The SEC is the agency that oversees the securities markets, i.e., stocks in particular, while the CFTC oversees the commodities market. Although FTX is not a publicly traded company, the two agencies are also concerned with market disruption and investor protection, so they have their own reasons for investigating. 

It appears that the two agencies’ investigations are focusing primarily on the very management of the exchange’s clients’ funds, as also highlighted by Binance. 

However, Bloomberg also reports that these investigations allegedly began as far back as several months ago, specifically regarding cryptocurrency lending by FTX US. 

Added to this is the fact that the US Department of Justice is also reportedly investigating FTX, according to what the Wall Street Journal revealed. 

The FTT token

The news of Binance’s refusal to buy the company sent the price of FTX’s FTT token plummeting. 

FTT fell below $3, and in the night it even touched $2. It is enough to mention that only two days ago it was still at $22, so it has lost practically 90% of its value since then. 

Indeed, compared to the all-time high price of $84 touched in September last year now its value is 97% lower. 

This is a real implosion, perhaps a definitive one. Indeed, at this time there is no sign that would realistically suggest any kind of strong rebound. 

The risks of failure

At this point, the possibility seems to be gaining momentum that we are moving toward a procedure similar to the one followed by Celsius in June, and which led the company to file for bankruptcy. 

The indefinite suspension of withdrawals means that the company no longer has sufficient coverage for customer deposits, to the point where it can be assumed that customer-owned funds held by FTX have actually been spent. In that case, there seems to be no way to give them all back quickly. 

For now, the company has not yet publicly admitted that it is insolvent, but the reality is that it is. Not least because it appears that in recent days customers have taken several billion dollars out of its coffers, and there is an even bigger hole in its balance sheet. 

Moreover, the market seems to have already conceded its judgment, given FTT’s price performance, calling bankruptcy likely

Sam Bankman-Fried worried about his FTX

In such a context stands out the deafening silence of the company’s co-founder and CEO Sam Bankman-Fried (SBF). 
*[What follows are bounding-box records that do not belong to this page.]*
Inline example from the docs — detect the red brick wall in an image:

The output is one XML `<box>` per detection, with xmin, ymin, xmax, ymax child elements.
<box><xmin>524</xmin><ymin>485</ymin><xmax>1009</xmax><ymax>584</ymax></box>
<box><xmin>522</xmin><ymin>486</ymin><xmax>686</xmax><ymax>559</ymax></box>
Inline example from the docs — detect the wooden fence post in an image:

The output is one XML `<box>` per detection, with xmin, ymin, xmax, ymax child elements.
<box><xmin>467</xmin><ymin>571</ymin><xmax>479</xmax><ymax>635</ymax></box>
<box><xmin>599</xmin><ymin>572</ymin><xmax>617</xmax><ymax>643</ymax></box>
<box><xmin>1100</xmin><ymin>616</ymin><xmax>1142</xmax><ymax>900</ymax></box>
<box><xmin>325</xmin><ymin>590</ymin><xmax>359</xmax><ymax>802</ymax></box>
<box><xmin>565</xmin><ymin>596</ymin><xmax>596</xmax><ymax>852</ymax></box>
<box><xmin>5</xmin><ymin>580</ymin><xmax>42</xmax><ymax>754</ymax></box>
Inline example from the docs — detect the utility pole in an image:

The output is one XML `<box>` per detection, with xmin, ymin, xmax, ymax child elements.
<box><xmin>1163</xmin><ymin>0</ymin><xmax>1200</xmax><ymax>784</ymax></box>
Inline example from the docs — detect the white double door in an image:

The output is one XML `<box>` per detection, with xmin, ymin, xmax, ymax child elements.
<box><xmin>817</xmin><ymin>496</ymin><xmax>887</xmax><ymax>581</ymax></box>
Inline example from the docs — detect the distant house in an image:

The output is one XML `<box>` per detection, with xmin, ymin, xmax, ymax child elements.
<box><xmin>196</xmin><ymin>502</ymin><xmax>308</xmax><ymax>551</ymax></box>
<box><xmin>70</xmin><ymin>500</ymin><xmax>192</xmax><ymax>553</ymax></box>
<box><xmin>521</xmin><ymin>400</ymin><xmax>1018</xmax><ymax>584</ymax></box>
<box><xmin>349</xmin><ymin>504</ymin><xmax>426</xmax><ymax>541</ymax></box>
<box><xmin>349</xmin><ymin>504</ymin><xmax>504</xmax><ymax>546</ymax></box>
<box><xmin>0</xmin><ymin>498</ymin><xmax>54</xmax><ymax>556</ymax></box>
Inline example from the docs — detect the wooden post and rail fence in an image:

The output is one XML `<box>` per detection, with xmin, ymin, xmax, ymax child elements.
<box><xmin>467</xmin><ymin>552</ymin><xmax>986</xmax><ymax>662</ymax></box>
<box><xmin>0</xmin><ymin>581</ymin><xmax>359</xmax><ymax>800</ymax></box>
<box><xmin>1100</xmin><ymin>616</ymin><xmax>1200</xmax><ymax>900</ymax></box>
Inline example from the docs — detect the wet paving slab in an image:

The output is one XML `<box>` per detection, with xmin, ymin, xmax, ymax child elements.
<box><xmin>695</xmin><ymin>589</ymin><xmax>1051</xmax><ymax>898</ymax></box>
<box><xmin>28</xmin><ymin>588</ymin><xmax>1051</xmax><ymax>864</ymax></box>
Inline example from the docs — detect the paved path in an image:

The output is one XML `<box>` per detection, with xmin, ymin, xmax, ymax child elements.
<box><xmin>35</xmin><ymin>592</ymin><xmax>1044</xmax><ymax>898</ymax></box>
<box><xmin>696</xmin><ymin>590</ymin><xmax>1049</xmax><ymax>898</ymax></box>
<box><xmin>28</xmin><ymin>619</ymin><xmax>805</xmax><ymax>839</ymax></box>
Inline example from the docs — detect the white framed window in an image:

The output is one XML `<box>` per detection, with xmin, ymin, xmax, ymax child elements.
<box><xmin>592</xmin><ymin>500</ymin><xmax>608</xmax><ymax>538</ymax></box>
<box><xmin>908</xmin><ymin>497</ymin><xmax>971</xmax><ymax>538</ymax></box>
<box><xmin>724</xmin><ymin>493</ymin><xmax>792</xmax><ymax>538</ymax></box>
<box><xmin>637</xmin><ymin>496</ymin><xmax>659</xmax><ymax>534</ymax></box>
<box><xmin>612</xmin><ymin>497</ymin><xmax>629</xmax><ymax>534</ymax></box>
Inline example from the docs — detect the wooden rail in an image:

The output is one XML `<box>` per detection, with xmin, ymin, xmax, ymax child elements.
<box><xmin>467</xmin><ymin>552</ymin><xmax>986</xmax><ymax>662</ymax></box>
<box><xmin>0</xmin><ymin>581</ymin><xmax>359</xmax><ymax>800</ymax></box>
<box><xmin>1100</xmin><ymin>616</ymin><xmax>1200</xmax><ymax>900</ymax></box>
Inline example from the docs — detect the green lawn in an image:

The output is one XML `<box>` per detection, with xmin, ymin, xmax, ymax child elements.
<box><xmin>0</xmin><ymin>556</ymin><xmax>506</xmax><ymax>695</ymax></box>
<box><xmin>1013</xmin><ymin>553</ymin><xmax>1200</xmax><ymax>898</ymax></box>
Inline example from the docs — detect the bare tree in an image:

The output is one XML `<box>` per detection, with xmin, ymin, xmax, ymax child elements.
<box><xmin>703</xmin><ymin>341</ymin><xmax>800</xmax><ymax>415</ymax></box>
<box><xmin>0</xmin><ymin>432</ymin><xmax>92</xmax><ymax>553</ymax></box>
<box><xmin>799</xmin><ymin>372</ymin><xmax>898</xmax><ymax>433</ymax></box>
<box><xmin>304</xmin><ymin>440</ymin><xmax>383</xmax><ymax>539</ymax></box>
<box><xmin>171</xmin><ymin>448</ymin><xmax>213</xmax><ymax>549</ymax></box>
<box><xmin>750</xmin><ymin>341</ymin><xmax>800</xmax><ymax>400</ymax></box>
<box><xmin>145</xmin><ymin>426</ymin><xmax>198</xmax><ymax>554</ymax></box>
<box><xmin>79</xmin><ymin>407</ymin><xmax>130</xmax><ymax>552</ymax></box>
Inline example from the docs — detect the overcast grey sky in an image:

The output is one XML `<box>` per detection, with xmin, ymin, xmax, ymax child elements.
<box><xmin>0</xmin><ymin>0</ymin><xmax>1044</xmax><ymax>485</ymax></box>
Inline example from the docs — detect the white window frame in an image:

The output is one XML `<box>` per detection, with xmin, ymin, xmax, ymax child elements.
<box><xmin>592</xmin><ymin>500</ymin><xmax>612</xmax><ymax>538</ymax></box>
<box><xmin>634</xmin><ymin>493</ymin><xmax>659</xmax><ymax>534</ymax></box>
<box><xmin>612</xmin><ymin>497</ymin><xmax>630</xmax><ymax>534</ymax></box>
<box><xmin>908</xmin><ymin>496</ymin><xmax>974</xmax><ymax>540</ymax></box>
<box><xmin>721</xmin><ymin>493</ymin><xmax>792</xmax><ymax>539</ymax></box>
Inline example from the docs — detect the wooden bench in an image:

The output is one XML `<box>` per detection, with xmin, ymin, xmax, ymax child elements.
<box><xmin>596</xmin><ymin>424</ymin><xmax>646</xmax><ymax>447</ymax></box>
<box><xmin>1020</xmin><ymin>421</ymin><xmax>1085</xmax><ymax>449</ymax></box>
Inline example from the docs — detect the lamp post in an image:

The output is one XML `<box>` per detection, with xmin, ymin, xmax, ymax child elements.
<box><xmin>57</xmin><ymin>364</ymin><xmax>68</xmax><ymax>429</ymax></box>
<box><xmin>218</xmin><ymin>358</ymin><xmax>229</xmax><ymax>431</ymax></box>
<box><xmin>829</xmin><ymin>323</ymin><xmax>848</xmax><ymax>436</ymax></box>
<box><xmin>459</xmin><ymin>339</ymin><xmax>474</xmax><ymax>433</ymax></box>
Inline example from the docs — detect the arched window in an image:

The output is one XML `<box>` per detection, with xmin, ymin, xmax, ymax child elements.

Not only has he not tweeted for two days now, but he has also deleted a number of tweets from the past few days. In particular, he removed just the one from Monday in which he claimed, probably lying, that the company had all available funds on hand to meet all of their customers’ withdrawal requests. 

He wrote: 

“FTX has enough to cover all client holdings. We don’t invest client assets (even in Treasurys). We have been processing all withdrawals, and will continue to be.”

But there is more. 

The crew is abandoning ship

Yesterday, Alameda Research’s website was made private, meaning no longer accessible to the public. Alameda Research is SBF’s other company, the one that deals with investments and is probably the root cause of FTX’s problems. 

In addition, Alameda Research CEO Caroline Ellison has removed the company’s CEO title from her Twitter profile

Added to all this is the rumor that most of FTX’s legal team has quit. 

It is as if they are already abandoning a sinking ship. 

There is really nothing to give hope for a possible positive solution soon for this situation. 

The only glimmer of light comes from Justin Sun, the founder of Tron. 

In fact, Sun has publicly stated that they are putting together a solution together with FTX to start a path forward. There are, however, no further details on this. 

Tether (USDT)

Just as with the Celsius bankruptcy, there have been rumors in recent days about some kind of Tether involvement in FTX. 

However, the company that issues and manages USDT is instead letting it be known that Tether has absolutely no claim whatsoever to either FTX or Alameda Research, such that it is in no way exposed to these two entities.

Tether tokens continue to be backed 100% by reserves and assets that exceed liabilities in value. 

Often at these junctures, someone brings up the story that Tether may have something to do with what bad things are happening in the crypto markets, but usually Tether is unrelated. After all, USDT continues to be worth about $1 at all times. 

Background: Sam Bankman-Fried admits mistakes with FTX

Reuters has revealed some interesting background to this whole affair. 

In fact, SBF reportedly admitted to his team that he made a mistake in announcing the alleged bailout of Binance, perhaps because he was aware that the outcome of the Due Diligence announced by CZ would be negative. 

Nor would it have been the only mistake. 

Reuters says SBF months ago made mistakes such as bailing out other crypto companies as the market collapsed. 

For example, in September they tried to raise $1 billion in funding to save the failed Celsius Network, but the initiative then failed. 

However, other similar initiatives did go through, but according to Reuters they would lead to a series of losses that eventually brought FTX ruin. 

Other background revealed by Reuters concerns the fact that for months Binance and FTX had been competing to take market share from each other. The problem is that Binance is the largest and strongest exchange in the crypto markets, so challenging it means risking a lot of hurt. 

In 2019, or six months after FTX launched, Binance bought 20% of the company’s shares by investing about $100 million. But within 18 months their relationship deteriorated, ending with yesterday’s refusal to proceed with the acquisition. 

FTX grew very rapidly, and by now it appears that CZ considered it a real competitor. 

It is therefore possible that Binance played some kind of role in this affair, which goes far beyond the mere attempted bankruptcy in recent days.